After that I breezed through Kevin Kwan's China Rich Girlfriend, the sequel to "Crazy Rich Asians". It was entertaining, just like the first book, and I gave it four out of five stars just because it held my interest, had some educational footnotes, and kept me occupied until my next book arrived in the mail.

The next book was Fire and Fury, which I've already talked about. I gave it three out of five stars, and I think it's interesting how the controversy has already died off. It's been a month, and nobody is talking about this book anymore. It'll be interesting to see how the paperback sales go, since probably everyone who wants to read this already has.

After I finished that, it turned out that "Crazy Rich Asians" had a third sequel, Rich People Problems, which concludes the "Crazy Rich Asians" trilogy. It was also entertaining, but I didn't think it was as good as the first two, and only gave it three out of five stars. Basically, if you want to read "Dynasty" or "Dallas", but starring Asians in Singapore, then these are the books for you.

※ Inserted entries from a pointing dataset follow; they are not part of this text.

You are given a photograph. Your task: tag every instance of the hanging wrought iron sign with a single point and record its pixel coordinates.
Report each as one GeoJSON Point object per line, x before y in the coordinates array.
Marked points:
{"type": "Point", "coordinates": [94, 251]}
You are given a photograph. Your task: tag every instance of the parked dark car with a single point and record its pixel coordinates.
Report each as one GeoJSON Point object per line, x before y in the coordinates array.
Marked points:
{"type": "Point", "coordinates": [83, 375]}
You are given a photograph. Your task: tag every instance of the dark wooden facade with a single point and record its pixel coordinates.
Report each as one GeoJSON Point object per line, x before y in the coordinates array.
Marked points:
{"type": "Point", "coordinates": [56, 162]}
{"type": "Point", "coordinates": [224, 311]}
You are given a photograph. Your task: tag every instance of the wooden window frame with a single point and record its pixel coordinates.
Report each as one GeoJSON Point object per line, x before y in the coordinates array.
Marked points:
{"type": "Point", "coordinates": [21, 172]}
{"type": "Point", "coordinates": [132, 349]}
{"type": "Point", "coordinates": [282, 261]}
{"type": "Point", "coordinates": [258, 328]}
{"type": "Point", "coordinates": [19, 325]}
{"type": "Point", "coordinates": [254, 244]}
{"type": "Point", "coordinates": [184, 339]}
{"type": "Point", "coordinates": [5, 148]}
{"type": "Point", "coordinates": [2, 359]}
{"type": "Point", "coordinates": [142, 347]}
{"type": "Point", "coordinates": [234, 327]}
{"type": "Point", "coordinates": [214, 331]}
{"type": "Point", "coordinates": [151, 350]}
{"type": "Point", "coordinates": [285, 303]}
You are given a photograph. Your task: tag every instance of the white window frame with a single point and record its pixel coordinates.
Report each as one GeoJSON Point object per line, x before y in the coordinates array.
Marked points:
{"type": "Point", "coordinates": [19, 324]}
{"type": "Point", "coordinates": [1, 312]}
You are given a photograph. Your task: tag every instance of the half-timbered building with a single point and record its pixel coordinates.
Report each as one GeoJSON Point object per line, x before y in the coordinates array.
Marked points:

I switched from novels to short stories for the next book, Gilbert Allen's The Final Days of Great American Shopping. This set of interlocking short stories documents the shopping lives, past, present, and near future, of the residents of Belladonna, a gated community in South Carolina. They buy storm windows that destroy their lawns, houses with helicopters hidden in the garage, shoes that change their lives, and cars that become their coffins. I gave it three out of five stars, but now that I'm thinking about it later I'm wondering if it maybe needed four.

I definitely gave four stars to the last book of the month, Daniel O'Brien's How To Fight Presidents. This hilarious guide (I laughed out loud for real a couple of times) goes from president to president, chapter by chapter, giving a brief biography and then explaining what you'd have to do to beat them in a fight. It doesn't include any presidents who were alive at the time of publication, presumably to avoid inciting violence against a current or former president, but it was really funny.

And it includes a bonus chapter on Zombie Teddy Roosevelt to make up for the absences.

Sunday, January 21, 2018

Fire and Fury

Like a lot of America (according to the most recent sales figures I could find online, over a million hardcover readers, 250,000 e-readers, and 100,000 audiobook listeners), I spent some time at the beginning of the month reading Michael Wolff's Fire and Fury.

Fire and Fury

I was one of the people fortunate enough to order my Amazon copy before it went on backorder, so I got mine at the original release date and then spent a week reading it. Now that I've finished it, there's very little I can tell you about it that you haven't already heard. Most of my friends asked me to please share the good parts, but if you watched the news the week it came out, or read an article about the book, then you've heard all of the good parts. Everyone picked the same twenty or so excerpts and stories, because they really are the twenty or so best excerpts and stories, and almost all of them come from the first 100 pages.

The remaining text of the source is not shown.